Знаете, как это бывает, из-за чего-нибудь нервничаешь и берешь вещи, а потом снова кладешь их на место, совершенно не отдавая себе в этом отчета? Вот то же самое случилось и со мной, только моя нервозность проявлялась в том, что я вынимал кассеты из видика, посмотрев секунд пятнадцать, не более, а потом вставлял новую. Это казалось глупым, но почему-то необходимым. Я думал, но нервничал и хотел занять и руки, и голову. Некоторое время это помогало, но нервозность все нарастала, и в конце концов я включил два других телевизора и подключенные к ним видики.
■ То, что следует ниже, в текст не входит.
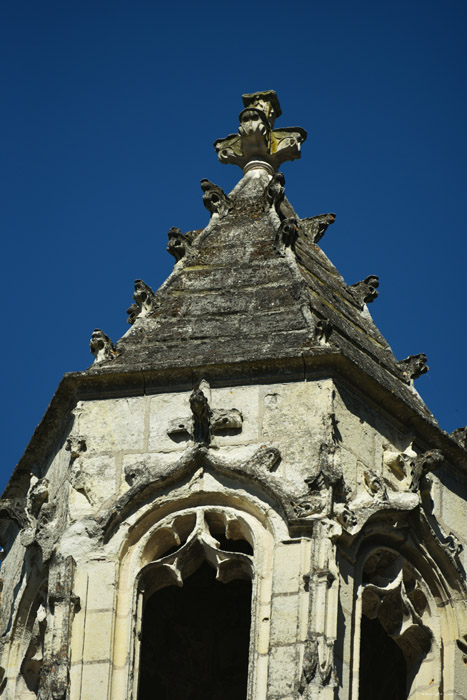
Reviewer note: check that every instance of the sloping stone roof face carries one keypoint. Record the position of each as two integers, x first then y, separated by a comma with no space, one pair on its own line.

В комнате царил самый настоящий разгром. Саша каждый день ворчала по поводу того, в какой хламовник превратилась ее уютная гостиная, и я обещал, что обязательно уберу ее, но так и не собрался. Книги, записи, видеокассеты, одежда. Небольшие горки, возвещающие: «Пока мне это не нужно, но в любой момент может понадобиться, так что пусть лежит». Еще одним столь же невообразимым лентяем был Макс Хэмпсон. Он всегда любил шутить по поводу того, как ему удается увильнуть…

«Макс!»

Где же та кассета? Я искал ее, искал все более отчаянно, в истерике и, в конце концов, уже со смехом, потому что так чертовски хотелось ее найти.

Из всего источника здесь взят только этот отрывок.